Por amor de Deus, a comida é uma coisa social! Não é uma atividade de laboratório, não é uma atividade pura. Pelo contrário, comer é uma coisa impura. Por exemplo, a comida de rua na Ásia é maravilhosa. Não há nada menos de laboratório do que aquilo. Esse lado laboratorial da comida a mim não me fascina nada. Na história da alimentação interessa-me muito mais saber o que as pessoas comem em casa, que escolhas fazem, o que é que aproveitam, o que é que a comida doméstica transmite sobre os ingredientes, sobre a relação com a terra, sobre os gostos da família. A grande parte de nós até pode gostar dessas experiências foodie ou gourmet, mas depois do que temos saudades é de bolinhos de bacalhau, de pastéis de massa tenra, de arroz de frango, sei lá…
De coisas normais.
Coisas que hoje curiosamente se chamam ‘comida de conforto’, que é uma coisa irritante. Comida de conforto? Toda a comida tem que nos emprestar algum conforto. Se não é confortável não se come. Pode ser uma experiência…
… mas não é uma refeição. Faz muitas peregrinações gastronómicas?
Já fiz mais.
Do tipo ir comer um leitão a Águeda, uma sopa de tomate a uma aldeia perdida no Alentejo ou um cabrito num sítio específico de Trás-os-Montes.
Às vezes faço essas peregrinações para revisitar um sabor da infância – a vitela no forno da minha avó, que era costela de vitela, que é uma coisa que depois deixou de se fazer, porque era comida pobre. Ou a omelete de acelgas. Ainda vou a Moncorvo comer a omelete de acelgas. A partir de certa altura a comida é uma revisitação da infância.
E não faz descobertas?
Hoje em dia Portugal é um imenso restaurante. A indústria turística portuguesa é sol e restaurantes, portanto é muito difícil não estar sempre a fazer descobertas. E como vou com alguma frequência à Ásia, aproveito para comer coisas que não como cá. Os chineses são verdadeiramente obcecados por comida. Quando nós encontramos alguém, ao fim de uns minutos perguntam: ‘Então e o que é que almoçaste?’.
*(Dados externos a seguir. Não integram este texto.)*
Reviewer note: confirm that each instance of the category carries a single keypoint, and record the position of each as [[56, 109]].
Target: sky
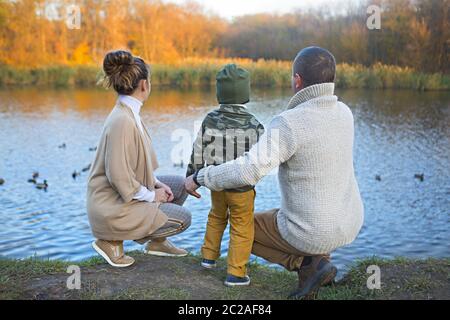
[[232, 8]]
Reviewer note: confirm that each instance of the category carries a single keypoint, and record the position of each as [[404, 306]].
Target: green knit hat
[[233, 85]]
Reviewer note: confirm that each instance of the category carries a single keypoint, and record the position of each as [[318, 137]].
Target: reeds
[[202, 72]]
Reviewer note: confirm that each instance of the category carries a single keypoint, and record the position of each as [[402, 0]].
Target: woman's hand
[[167, 189], [161, 195]]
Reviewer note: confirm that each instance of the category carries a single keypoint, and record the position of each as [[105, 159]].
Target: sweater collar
[[131, 102], [311, 92]]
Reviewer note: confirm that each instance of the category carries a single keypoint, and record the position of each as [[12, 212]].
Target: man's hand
[[191, 187], [161, 195], [168, 191]]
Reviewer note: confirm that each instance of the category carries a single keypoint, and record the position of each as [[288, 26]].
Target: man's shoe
[[311, 277], [233, 281], [164, 249], [208, 264], [112, 252]]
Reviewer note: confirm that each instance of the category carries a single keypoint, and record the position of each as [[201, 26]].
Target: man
[[311, 143]]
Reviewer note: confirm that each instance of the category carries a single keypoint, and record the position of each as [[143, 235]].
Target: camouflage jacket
[[225, 134]]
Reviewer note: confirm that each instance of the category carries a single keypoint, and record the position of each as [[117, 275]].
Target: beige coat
[[124, 161]]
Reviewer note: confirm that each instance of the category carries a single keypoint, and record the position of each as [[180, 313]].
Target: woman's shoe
[[164, 249], [112, 252], [233, 281], [208, 264]]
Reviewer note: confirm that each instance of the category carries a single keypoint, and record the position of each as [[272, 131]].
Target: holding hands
[[191, 186], [163, 193]]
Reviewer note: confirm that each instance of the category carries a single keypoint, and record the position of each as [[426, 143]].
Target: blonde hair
[[123, 71]]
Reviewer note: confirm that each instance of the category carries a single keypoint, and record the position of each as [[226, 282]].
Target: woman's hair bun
[[117, 61], [123, 71]]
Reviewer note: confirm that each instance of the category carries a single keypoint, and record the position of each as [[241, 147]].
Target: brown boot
[[112, 252], [315, 272], [164, 248]]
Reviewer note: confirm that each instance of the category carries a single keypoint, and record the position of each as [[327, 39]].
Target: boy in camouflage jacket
[[227, 133]]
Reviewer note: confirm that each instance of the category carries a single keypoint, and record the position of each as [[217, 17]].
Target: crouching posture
[[311, 143], [125, 201]]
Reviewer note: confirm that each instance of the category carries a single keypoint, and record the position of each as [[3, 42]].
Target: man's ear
[[298, 81]]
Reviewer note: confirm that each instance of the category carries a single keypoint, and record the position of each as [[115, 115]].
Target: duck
[[75, 174], [181, 164], [42, 186], [34, 176]]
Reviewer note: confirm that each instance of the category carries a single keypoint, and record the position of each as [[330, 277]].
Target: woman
[[125, 201]]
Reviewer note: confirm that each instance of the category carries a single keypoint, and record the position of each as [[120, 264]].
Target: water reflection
[[398, 134]]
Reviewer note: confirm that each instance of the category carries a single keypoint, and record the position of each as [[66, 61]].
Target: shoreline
[[197, 74], [158, 278]]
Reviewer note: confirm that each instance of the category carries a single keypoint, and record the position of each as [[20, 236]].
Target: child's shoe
[[208, 264], [233, 281]]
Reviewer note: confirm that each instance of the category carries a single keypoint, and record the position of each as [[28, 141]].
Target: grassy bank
[[195, 72], [183, 278]]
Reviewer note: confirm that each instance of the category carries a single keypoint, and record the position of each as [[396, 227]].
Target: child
[[226, 133]]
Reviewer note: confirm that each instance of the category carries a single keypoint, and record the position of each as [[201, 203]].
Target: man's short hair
[[315, 65]]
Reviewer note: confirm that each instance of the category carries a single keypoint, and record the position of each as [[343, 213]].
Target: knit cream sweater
[[312, 144]]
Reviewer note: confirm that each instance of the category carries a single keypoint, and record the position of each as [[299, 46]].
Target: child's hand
[[191, 187]]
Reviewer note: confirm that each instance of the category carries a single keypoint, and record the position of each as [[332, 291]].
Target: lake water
[[398, 134]]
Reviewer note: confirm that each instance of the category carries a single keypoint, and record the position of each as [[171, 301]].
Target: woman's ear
[[143, 85]]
Será por terem passado fome?
É uma sociedade que passou, de facto, muitas dificuldades e a descoberta e a redescoberta da comida na China é uma coisa fascinante.
Come-se bem lá?
Come-se muito bem. Estive há um mês em Xian e Luoyang, as capitais da Dinastia Tang, e fiquei absolutamente maravilhado. Ao sábado e ao domingo ir à rua comer polvo frito, ostras ou comer os melhores dim sum de rua…
E é fácil encontrar os bons sítios? Não acontece ir ao sítio errado por desconhecimento?
Não é muito fácil comer mal. A certa altura estávamos em Luoyang e fomos comer a uma tasca onde iam os trabalhadores das obras ali ao lado. Era absolutamente maravilhoso.
Os trabalhadores normalmente sabem onde se come bem.
Acho que nunca comi noodles tão bons. É uma delicadeza diferente.
O problema da boa comida é esse: a gente habitua-se e depois já não quer outra coisa.
E eu, por exemplo, sou um bocadinho obcecado com o arroz. Já cheguei a levar arroz para a China.
Isso não é levar areia para a praia?
É, mas lá não há o nosso arroz carolino. Eu vou à China muitas vezes porque a minha mulher dá aulas em Pequim. E ela disse: ‘Ai, tenho umas saudades de um arroz de grelos…’. E eu naquele dia de manhã – apanho o voo à tarde – vou comprar grelos e levo os grelos na mochila. Depois penso: ‘Mas com o arroz deles não dá. Tem que ser com o arroz carolino nosso’. E levo arroz carolino para fazer. Mas o meu triunfo é ter feito arroz de feijão com pataniscas no Natal passado para um grupo de amigos lá na China, e eles terem ficado completamente rendidos. Comiam o arroz à colher e devoraram tudo, como se nunca tivessem comido arroz.